If Oberman is playing “good Democratic soldier” in the Biden Administration, he might revisit Team Biden’s revised energy agenda. Although Biden early in 2021 revoked a permit for the Keystone XL pipeline, his choice for Energy Secretary, Jennifer Grenholm, in December asked U.S. petroleum firms to boost production. “Hire workers, get your rig count up,” she was quoted. Biden also has continued Trump’s liberal approval of permits for oil drilling on public lands, understanding that approval ratings suffer when gasoline and diesel pump prices rise.
Finally, there is Oberman’s seeming distrust of free markets. This should trouble shippers as well as railroads and investors.
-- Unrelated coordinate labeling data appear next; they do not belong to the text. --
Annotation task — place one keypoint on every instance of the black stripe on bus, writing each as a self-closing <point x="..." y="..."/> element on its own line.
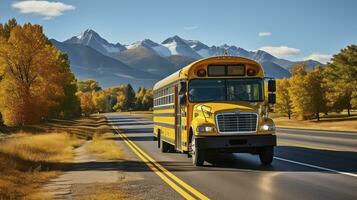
<point x="164" y="107"/>
<point x="167" y="139"/>
<point x="166" y="125"/>
<point x="164" y="114"/>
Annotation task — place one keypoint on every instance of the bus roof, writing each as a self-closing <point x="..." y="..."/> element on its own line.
<point x="183" y="73"/>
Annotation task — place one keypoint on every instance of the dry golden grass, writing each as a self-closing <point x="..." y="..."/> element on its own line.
<point x="104" y="147"/>
<point x="26" y="161"/>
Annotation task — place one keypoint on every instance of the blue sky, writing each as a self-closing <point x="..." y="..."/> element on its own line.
<point x="289" y="29"/>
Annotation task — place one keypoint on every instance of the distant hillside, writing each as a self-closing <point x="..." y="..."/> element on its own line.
<point x="142" y="59"/>
<point x="144" y="62"/>
<point x="87" y="63"/>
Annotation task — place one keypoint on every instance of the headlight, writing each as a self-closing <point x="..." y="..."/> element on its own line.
<point x="267" y="127"/>
<point x="205" y="128"/>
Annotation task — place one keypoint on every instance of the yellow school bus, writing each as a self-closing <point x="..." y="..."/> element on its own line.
<point x="215" y="104"/>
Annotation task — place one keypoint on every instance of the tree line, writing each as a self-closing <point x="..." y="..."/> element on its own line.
<point x="94" y="99"/>
<point x="330" y="88"/>
<point x="36" y="81"/>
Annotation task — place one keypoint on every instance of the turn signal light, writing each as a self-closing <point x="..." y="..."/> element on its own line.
<point x="201" y="73"/>
<point x="252" y="71"/>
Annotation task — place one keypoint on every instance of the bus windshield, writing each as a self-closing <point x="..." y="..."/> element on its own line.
<point x="205" y="90"/>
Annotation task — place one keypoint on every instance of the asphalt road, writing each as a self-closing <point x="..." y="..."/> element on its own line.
<point x="307" y="165"/>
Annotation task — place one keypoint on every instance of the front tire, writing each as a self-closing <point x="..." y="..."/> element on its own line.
<point x="197" y="153"/>
<point x="266" y="155"/>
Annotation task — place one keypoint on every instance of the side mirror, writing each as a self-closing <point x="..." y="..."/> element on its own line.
<point x="271" y="98"/>
<point x="182" y="88"/>
<point x="271" y="85"/>
<point x="182" y="99"/>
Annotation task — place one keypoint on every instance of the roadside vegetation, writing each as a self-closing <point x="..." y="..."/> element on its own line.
<point x="27" y="161"/>
<point x="94" y="99"/>
<point x="36" y="82"/>
<point x="310" y="94"/>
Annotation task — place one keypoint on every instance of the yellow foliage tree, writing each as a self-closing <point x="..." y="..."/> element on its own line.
<point x="341" y="80"/>
<point x="307" y="92"/>
<point x="101" y="101"/>
<point x="87" y="104"/>
<point x="33" y="75"/>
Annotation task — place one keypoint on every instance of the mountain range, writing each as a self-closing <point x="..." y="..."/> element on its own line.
<point x="144" y="62"/>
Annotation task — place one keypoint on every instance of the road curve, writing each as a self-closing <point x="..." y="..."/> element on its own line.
<point x="307" y="165"/>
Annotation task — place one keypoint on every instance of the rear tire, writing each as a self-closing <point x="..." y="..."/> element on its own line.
<point x="198" y="155"/>
<point x="266" y="155"/>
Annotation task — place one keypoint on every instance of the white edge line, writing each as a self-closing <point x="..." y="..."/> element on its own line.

Where the Board’s majority followed STB precedent in leaving Uinta Basin Railway financing to the marketplace, Oberman questioned its financial viability, even though the STB’s statutory role is limited to project authorization. This suggests a bothersome Oberman inclination to favor government command-and-control over freedom of production and consumption embodied in the invisible hand of Adam Smith that guides free-market economies.
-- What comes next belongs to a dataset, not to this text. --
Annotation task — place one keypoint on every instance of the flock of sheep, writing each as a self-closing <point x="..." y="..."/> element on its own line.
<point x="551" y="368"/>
Get used to Oberman’s activism. His first term extends two more years—plus there is potential for a one-year holdover period while President Biden is still in office.
The better takeaway is that Oberman, although an activist with strong shipper-friendly and environmentalist-embracing opinions, has not sought to use his role as chairperson to impede those with contrary viewpoints. That Primus, Oberman’s fellow Democrat, has declined to vote with Oberman in other cases—indeed, written strong dissents of his own—and that just-sworn-in Begeman successor and Democrat Karen J. Hedlund has a reputation as an independent thinker, suggests strongly Oberman does not control other Democratic votes on the Board.
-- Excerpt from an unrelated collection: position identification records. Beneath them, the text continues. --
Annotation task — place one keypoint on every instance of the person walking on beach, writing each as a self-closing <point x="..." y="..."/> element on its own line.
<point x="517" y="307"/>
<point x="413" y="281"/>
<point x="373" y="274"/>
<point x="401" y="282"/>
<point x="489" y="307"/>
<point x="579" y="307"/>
Most refreshing about Oberman is that he leads through an appeal to reason. Most unlike STB chairperson predecessors, he embraces decision-making transparency, having scheduled public hearings on issues he termed as having “potential for significant impact, not only on the involved railroads, but on the shipping community, labor, rail passengers, consumers and the public at large. Discussing these issues in a public forum is an important step for improving participation and accountability for the Board.”
Among the Oberman-scheduled public hearings:
- A revised application by CSX to acquire Pan Am Systems and its short line subsidiaries, scheduled for Jan. 13. Docket No. FD 36472, CSX Merger Application to Acquire Pan Am Systems.
- An application by Amtrak that it be allowed to operate additional passenger trains on CSX and Norfolk Southern track between New Orleans and Mobile, Ala., scheduled for Feb. 15. Docket No. FD 36496, Amtrak Application to Operate Gulf Coast Service.
- Consideration of a shipper request (contained in a previously long-dormant Notice of Proposed Rulemaking) to adopt revised reciprocal switching regulations, scheduled for March 16. Approval would, in part, require railroads with sole physical access to a shipper facility to switch the shipper’s freight cars to a junction point with a competing railroad. Docket No. EP 711 (Sub-No. 1), Reciprocal Switching.
As an aside, Oberman’s 11-page dissent to the 25-page Uinta Basin Railway decision was hardly a record. A 1962 minority dissent written by ICC member William H. Tucker to Chesapeake & Ohio Railway’s approved financial control of Baltimore & Ohio Railroad (both now part of CSX), ran 38 pages—four pages longer than the decision. Chesapeake & Ohio Railway – Control – Baltimore & Ohio Railroad, 317 I.C.C.261.
Frank N. Wilner is Railway Age Capitol Hill Contributing Editor. He is a former White House appointed STB chief of staff, former president of the STB’s bar association and for two decades was assistant vice president for policy at the Association of American Railroads. Publication of his seventh book, “Railroads & Economic Regulation,” is pending publication by Simmons-Boardman Books.